ABOUT THE FILM
American car designer Carroll Shelby and driver Ken Miles battle corporate interference, the laws of physics and their own personal demons to build a revolutionary race car for Ford and challenge Ferrari at the 24 Hours of Le Mans in 1966.
I went into the theater knowing very little of the Ford, Ferrari rivalry, and not ashamed to admit it. I tend not to pay too much attention to testosterone driven contests. Race cars haven’t been on the top of my priority list in the last decade and a half, even though I had started training as a race car engineer many moons ago. Funnily enough though, I had just the night before given my team a ‘pit stop’ challenge to try and get the team to look at ways to improve speed and precision for higher performance. Anyway, low and behold, I turn up to the cinemas, and there’s a film all about high performance cars and pit stops. It was fate.
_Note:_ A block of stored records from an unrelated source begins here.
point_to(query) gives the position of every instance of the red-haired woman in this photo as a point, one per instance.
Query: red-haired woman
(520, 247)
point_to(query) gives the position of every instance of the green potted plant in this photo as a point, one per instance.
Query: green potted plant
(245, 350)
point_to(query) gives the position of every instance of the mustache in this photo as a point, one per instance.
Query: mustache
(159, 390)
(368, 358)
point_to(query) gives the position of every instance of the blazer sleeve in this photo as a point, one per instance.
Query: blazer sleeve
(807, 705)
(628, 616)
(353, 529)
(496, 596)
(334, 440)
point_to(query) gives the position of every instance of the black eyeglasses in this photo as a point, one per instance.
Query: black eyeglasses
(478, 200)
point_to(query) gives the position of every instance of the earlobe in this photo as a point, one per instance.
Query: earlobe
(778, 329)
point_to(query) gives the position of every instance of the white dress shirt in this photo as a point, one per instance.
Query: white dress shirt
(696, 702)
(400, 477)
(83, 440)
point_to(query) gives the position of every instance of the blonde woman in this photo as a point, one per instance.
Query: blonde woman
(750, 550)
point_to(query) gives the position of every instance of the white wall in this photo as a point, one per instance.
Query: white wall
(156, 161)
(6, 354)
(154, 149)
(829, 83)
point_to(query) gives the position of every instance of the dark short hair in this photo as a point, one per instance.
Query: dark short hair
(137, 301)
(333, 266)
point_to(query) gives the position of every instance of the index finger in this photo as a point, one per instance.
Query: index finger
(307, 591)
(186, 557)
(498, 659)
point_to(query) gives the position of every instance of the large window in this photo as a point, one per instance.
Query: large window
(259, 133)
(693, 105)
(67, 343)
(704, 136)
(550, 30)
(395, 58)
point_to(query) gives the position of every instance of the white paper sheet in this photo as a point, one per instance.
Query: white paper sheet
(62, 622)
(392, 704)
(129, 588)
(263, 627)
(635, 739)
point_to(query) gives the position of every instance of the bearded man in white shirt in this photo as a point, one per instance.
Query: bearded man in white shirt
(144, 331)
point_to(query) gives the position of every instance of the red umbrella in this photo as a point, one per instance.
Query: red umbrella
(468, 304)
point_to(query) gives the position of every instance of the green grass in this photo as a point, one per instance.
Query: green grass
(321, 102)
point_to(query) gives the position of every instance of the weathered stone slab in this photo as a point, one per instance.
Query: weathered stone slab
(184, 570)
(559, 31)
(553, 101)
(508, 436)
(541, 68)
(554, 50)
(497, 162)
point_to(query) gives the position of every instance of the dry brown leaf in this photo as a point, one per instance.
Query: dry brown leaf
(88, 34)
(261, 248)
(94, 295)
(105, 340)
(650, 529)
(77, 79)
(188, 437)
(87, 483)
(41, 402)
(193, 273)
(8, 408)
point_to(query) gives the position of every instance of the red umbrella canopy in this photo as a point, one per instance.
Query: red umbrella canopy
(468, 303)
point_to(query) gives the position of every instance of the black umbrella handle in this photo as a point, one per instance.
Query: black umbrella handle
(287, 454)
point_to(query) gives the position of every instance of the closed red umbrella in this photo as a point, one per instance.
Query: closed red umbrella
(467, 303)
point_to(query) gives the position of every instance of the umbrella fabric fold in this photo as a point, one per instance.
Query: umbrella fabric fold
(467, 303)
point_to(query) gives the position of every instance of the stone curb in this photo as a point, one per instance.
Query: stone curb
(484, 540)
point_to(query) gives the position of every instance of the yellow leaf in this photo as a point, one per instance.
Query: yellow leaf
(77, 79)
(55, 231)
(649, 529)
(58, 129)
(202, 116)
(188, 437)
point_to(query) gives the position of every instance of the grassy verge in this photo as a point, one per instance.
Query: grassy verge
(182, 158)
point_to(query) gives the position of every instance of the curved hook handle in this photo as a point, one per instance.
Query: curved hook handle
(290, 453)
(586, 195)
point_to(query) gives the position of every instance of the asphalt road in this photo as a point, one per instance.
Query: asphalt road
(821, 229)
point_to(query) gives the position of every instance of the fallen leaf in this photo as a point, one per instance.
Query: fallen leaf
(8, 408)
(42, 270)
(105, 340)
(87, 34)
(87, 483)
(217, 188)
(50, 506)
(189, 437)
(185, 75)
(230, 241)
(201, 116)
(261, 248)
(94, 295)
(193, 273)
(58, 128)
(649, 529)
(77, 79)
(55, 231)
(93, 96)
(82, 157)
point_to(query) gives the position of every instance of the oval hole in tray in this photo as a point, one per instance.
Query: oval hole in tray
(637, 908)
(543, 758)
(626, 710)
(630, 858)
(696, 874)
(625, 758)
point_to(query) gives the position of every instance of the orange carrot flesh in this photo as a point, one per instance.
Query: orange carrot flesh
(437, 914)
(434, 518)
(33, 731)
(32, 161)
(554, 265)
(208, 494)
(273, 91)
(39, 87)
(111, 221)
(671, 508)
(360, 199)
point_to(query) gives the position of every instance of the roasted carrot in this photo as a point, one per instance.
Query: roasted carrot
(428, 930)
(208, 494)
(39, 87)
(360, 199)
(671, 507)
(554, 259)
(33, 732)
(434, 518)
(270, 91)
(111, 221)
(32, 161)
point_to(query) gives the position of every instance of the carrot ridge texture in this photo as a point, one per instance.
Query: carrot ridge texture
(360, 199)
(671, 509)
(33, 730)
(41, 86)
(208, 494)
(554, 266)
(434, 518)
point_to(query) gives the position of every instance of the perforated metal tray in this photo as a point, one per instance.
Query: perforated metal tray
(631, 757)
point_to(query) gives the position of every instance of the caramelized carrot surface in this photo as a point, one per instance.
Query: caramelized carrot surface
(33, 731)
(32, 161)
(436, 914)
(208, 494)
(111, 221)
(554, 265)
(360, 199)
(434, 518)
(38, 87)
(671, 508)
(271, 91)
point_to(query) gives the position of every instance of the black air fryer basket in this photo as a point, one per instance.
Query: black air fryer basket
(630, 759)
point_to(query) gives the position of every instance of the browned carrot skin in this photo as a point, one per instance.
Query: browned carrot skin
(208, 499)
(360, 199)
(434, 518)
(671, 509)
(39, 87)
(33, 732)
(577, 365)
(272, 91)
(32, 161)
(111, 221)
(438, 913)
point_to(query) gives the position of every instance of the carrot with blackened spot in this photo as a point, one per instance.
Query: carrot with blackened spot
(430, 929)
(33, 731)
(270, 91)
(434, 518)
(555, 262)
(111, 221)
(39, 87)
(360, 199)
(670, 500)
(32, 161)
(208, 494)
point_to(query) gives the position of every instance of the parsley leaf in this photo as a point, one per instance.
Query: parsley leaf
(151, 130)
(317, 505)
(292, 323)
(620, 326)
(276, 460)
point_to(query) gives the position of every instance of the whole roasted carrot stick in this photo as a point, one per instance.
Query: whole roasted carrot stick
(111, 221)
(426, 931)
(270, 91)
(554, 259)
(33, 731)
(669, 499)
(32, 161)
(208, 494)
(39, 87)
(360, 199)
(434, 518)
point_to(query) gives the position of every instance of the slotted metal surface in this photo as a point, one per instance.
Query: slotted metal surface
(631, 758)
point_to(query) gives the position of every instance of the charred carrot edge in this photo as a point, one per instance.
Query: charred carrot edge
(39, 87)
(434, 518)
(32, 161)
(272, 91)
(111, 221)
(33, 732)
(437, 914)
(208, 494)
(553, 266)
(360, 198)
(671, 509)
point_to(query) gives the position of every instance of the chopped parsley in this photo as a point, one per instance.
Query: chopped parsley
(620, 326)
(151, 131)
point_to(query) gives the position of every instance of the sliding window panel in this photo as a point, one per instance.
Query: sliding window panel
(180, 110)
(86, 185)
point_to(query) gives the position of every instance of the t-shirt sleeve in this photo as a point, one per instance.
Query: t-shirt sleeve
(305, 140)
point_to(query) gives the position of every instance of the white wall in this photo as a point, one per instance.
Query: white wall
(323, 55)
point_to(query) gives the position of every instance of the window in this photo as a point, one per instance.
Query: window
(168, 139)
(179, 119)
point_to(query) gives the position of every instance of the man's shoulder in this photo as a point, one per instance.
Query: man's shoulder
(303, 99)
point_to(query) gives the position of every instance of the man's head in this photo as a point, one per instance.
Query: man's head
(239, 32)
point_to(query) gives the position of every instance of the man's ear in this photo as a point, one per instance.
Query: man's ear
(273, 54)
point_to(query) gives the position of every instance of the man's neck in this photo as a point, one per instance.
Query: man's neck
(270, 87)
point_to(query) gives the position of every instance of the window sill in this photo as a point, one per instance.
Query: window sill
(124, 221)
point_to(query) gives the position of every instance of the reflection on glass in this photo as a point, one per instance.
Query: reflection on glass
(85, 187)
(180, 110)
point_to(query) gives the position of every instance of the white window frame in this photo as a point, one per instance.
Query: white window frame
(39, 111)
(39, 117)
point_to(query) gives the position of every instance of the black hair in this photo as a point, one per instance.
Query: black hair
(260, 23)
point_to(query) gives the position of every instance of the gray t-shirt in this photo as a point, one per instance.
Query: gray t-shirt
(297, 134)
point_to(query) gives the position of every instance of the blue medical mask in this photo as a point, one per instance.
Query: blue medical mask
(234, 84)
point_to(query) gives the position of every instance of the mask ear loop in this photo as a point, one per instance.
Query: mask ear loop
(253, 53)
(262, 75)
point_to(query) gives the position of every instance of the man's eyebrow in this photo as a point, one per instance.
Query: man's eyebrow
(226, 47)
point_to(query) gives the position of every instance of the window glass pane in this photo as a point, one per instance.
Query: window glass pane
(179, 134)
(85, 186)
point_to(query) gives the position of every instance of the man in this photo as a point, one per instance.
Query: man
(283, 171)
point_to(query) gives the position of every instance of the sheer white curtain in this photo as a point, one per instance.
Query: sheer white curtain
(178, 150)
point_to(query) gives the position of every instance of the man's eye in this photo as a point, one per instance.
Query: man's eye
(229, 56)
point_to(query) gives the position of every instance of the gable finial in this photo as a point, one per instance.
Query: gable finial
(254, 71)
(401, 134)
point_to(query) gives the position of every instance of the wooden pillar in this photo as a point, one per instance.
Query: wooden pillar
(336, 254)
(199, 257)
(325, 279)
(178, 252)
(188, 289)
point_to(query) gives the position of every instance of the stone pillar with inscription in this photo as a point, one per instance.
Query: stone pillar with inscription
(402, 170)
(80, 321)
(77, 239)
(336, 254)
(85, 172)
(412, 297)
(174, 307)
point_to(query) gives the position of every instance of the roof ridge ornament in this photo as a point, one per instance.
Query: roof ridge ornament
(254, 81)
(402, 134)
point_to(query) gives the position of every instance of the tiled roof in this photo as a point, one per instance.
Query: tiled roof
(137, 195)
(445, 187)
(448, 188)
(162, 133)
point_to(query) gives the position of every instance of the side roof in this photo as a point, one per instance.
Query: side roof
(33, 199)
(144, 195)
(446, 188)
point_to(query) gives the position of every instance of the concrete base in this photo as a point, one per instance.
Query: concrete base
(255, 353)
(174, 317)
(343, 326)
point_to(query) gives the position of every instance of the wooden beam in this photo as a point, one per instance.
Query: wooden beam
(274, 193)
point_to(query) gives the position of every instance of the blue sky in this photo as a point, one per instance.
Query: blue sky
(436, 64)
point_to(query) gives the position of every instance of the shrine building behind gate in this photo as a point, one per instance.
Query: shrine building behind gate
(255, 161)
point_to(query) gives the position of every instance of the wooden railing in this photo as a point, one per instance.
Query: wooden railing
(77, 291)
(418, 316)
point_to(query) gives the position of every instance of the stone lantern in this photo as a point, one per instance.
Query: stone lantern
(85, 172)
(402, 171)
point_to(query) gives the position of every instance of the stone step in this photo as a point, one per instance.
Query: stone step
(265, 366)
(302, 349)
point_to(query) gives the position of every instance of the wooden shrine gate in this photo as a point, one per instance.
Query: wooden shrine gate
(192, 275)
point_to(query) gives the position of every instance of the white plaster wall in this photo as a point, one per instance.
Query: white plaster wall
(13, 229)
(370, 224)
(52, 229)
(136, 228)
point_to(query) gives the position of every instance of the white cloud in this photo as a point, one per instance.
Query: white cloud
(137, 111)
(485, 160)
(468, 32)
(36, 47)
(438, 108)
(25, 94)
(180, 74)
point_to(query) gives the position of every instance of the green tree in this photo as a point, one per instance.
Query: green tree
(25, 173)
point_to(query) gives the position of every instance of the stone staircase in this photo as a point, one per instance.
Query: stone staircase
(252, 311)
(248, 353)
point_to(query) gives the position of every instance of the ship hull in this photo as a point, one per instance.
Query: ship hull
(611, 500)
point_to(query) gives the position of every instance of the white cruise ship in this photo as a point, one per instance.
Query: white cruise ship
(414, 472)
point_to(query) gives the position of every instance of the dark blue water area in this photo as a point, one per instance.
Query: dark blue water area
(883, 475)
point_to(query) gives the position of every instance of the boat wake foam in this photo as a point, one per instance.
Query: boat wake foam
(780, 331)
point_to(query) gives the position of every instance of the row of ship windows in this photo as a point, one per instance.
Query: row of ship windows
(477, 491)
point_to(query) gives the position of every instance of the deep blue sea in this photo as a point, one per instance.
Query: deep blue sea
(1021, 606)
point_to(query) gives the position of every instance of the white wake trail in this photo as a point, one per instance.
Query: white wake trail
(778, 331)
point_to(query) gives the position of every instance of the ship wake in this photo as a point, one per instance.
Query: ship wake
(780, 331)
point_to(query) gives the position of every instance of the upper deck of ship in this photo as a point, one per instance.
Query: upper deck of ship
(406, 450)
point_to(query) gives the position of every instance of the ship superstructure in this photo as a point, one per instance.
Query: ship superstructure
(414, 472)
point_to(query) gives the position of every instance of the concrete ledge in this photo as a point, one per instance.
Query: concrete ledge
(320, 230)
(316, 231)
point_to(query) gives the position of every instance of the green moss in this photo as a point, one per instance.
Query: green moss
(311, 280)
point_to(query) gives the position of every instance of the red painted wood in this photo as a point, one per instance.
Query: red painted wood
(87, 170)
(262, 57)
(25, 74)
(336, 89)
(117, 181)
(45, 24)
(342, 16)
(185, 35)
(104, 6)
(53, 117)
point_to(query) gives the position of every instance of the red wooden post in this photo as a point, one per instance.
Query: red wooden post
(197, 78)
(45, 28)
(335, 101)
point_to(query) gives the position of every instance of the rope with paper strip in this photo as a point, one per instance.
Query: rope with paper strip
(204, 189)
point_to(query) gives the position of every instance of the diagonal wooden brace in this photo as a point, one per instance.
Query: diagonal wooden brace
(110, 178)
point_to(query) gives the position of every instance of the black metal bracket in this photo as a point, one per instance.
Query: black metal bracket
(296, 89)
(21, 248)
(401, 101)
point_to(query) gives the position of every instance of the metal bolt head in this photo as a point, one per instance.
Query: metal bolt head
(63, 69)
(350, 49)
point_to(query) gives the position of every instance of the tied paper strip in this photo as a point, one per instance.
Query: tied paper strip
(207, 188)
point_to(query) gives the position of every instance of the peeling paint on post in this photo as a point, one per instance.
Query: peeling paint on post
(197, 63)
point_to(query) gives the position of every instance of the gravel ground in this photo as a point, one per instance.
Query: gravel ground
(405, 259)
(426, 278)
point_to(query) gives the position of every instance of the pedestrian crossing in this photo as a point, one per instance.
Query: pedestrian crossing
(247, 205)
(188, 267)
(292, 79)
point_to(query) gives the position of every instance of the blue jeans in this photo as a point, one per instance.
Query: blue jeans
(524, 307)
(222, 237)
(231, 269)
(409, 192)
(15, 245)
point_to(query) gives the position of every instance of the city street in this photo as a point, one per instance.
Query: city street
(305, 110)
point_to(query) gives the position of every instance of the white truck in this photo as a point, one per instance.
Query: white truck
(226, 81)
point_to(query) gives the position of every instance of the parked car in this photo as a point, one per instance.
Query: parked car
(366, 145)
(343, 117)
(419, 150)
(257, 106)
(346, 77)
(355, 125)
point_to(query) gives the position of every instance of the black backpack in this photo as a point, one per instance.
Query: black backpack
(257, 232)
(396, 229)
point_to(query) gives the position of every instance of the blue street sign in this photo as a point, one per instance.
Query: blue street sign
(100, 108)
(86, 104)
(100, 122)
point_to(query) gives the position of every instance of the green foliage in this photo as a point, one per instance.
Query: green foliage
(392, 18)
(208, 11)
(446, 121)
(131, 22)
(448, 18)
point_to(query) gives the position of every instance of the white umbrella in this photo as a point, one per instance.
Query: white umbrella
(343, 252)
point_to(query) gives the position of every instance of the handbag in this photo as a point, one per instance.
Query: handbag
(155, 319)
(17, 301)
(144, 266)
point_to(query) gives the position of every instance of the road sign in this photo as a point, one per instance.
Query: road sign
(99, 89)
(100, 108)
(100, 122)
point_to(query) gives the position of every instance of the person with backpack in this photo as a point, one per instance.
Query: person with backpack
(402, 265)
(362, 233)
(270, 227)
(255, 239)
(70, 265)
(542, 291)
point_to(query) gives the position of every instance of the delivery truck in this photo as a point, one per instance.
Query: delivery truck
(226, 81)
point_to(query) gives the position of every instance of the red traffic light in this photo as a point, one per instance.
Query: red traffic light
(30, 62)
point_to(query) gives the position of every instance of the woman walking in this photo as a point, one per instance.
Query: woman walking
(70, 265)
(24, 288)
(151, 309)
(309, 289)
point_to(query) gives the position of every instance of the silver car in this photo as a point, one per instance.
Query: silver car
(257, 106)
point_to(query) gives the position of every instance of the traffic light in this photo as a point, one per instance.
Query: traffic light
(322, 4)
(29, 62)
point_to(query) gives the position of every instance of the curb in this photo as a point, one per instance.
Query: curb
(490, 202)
To those of you out there who couldn’t give a rats behind about loud cars being driven around a track in circles by a bunch of dudes, go and see the film anyway, for the bloody good performances. Damon who plays Shelby, is very likable, and grounds his fellow actor, Bales, who plays the cantankerous, and rebellious Ken Miles, marvelously. The leading lady, played by Catriona Balfe is also quite a character, a strong and principled wife who is well matched with Bales and gives him a run for his money. Well, actually, all the cast are great, even the beautiful to look at, Josh Lucas, who plays the most annoying villainous executive you have ever seen, and who will inspire you to have bad thoughts of maybe just gagging him with a bit piece of fruit.
You know you have a well paced and well shot racing movie, when after one of the races, someone in the audience can’t help themselves but yell out “yeah” and fist pump the air. Just to be clear, that someone wasn’t me, though I was quite illogically doing my own fist pumping, inside. Of course, the film is slightly one-sided, in favour of the side that wins, but hey, that’s the nature of narrative story telling. If I wanted balance, I would go see a documentary. I’m not going to be precious about it, because who am I to be?
So, even from someone who thinks a car’s purpose is to get you from A to B, this one is definitely worth a special trip to the cinemas with maybe the whole family. It’s not your brainless, high octane Fast and Furious-type franchise, but is still highly entertaining.